39-Connaître les principes des gestes d'hémostase locaux d'une épistaxis.

q       Le traitement pour but :

¨        de tarir l'hémorragie (traitement primaire)

¨        d'éviter sa reproduction (traitement secondaire).

¨        Le choix est guidé par la normalité ou non de l'hémostase

q       Tarir l'hémorragie par hémostase locale : suivant l'importance et la localisation du saignement, une démarche plus ou moins invasive va être proposée :

¨        compression digitale simple de l'aile du nez pendant quelques minutes

¨        par tampon de coton ou hémostatique imbibé de thrombase, eau oxygénée, éponge hémostatique

¨        cautérisation de la tache vasculaire

·          galvanique (galvanocautère)

·          chimique (nitrate d'argent en perle ou liquide)

·          par le froid (cryothérapie par tamponnement antérieur de la fosse nasale par une mèche de gaze)

¨        par tamponnement antérieur de la fosse nasale par une mèche de gaze

·          malade semi-couché, de préférence.

·          mouchage énergique pour évacuer les caillots.

·          pulvérisation dans la ou les fosses nasales d'une solution anesthésique locale (xylocaïne à 5 %, novésine...) additionnée de naphtazoline (sauf chez le jeune enfant).

·          Introduction à l'aide d'une pince (anatomique non traumatique sans griffe ou nasale, coudée) d'une mèche grasse de 2 à 5 cm de large. La pince saisit la mèche à 10-15 cm de son extrémité (pour éviter sa chute dans le pharynx à travers la choane) et est enfoncée dans la partie postérieure de la fosse nasale. On mèche ensuite, bien tassé en accordéon d'arrière en-avant ou de bas en haut jusqu'à la narine.

·          contention de l'extrémité antérieure du tamponnement par un ruban adhésif sur l'orifice narinaire.

¨        par ballonnet gonflable hémostatique

·          ballonnet simple. Il est introduit, dégonflé, dans la fosse nasale, en évitant de le pousser trop loin, notamment dans le pharynx. Il est ensuite gonflé avec une seringue à une pression juste suffisante pour arrêter le saignement et on vérifie que son extrémité ne fait pas hernie dans l'oropharynx.

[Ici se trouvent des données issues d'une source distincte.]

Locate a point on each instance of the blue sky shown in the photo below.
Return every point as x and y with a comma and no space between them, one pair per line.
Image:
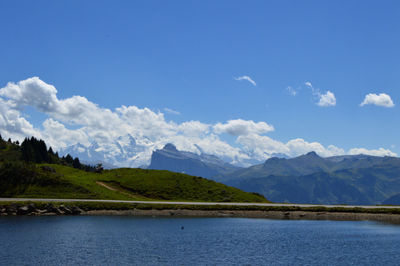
185,56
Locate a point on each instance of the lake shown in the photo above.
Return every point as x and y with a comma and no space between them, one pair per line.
122,240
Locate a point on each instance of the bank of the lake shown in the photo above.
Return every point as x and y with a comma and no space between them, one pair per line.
132,240
38,208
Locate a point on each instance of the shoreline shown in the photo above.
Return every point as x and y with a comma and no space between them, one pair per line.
85,208
279,215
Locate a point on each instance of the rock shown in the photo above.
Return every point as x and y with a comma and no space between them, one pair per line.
32,207
48,169
23,210
64,209
10,209
76,210
52,209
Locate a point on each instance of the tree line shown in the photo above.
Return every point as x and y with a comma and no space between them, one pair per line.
35,151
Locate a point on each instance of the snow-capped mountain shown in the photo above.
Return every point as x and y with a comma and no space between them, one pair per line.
128,151
125,151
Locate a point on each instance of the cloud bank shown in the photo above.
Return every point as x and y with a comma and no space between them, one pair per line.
77,120
324,99
247,78
381,99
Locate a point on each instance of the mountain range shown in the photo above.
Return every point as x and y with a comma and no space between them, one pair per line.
309,178
204,165
357,179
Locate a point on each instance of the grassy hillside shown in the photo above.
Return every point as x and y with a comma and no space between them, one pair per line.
19,178
128,184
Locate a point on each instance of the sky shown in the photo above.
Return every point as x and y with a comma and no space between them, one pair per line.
240,79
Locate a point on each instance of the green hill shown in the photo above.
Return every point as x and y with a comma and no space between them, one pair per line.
32,176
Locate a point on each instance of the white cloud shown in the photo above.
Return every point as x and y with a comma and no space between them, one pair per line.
324,99
381,99
78,120
292,91
248,79
240,127
378,152
171,111
327,99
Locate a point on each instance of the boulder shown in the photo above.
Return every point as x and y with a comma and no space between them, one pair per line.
76,210
23,210
48,169
64,209
51,208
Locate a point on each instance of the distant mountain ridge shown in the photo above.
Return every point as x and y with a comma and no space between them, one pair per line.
125,151
205,165
309,178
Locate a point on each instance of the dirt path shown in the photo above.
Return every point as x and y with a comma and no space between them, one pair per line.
107,186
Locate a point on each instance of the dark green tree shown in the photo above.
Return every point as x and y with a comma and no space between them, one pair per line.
76,163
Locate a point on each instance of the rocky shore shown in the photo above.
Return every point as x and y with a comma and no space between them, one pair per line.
34,210
281,215
51,209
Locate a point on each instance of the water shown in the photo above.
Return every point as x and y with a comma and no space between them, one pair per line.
115,240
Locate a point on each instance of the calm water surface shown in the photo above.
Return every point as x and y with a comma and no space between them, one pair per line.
114,240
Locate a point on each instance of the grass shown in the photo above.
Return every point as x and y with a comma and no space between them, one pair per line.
88,206
131,184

·          sonde à double ballonnet. :antéro postérieur  elle remplace de plus en plus le tamponnement postérieur en cas d'hémorragie importante. La sonde est introduite jusque dans le cavum ; le ballonnet postérieur est gonflé modérément et bloqué dans la choane. On gonfle ensuite le ballonnet antérieur dans la fosse nasale.

¨        par tamponnement antéro postérieur

·          introduction par la narine dans la ou les fosses nasales d'une sonde molle, jusque dans le pharynx, où son extrémité est repérée et tirée par la bouche à l'aide d'une pince.

·          fixation à cette extrémité des deux fils reliés à un tampon de gaze serré.

·          la sonde, retirée par le nez suivant le mouvement inverse de son introduction, entraîne les fils qui sortent par l'orifice narinaire et le tampon qui se bloque dans la choane (aidé par un doigt qui le guide derrière le voile et dans le cavum).

·          un tamponnement antérieur est ensuite effectué.

·          les fils du tampon postérieur sont noués sur un tampon placé devant l'orifice narinaire.

¨        par coagulation par voie endoscopique des artères sphéno-palatines

¨        par embolisation de ces artères en radiologie interventionnelle

¨        par coagulation des artères ethmoïdales par orbitotomie dans les cas d'épistaxis très graves et incoercibles (ces artères ne peuvent évidemment pas bénéficier d'une embolisation puisqu'elles sont des branches terminales de l'artère  ophtalmique, elle-même branche de la carotide interne : un accident d'embolisation entraînerait soit une hémiplégie, soit une cécité).

q       Dans le cas de la maladie de Rendu-Osler, l'injection sous-muqueuse de colle biologique ou d'éthybloc sous contrôle angiographique est proposée, mais en dehors d'un contexte d'urgence.

q       Eviter la reproduction de l'hémorragie

q       Rechercher et traiter une cause locale : cautérisation d'une ectasie de la tache vasculaire  par exemple

q       Rechercher et traiter une cause générale : hypertension artérielle, coagulopathies...

q        La transfusion doit être exceptionnelle.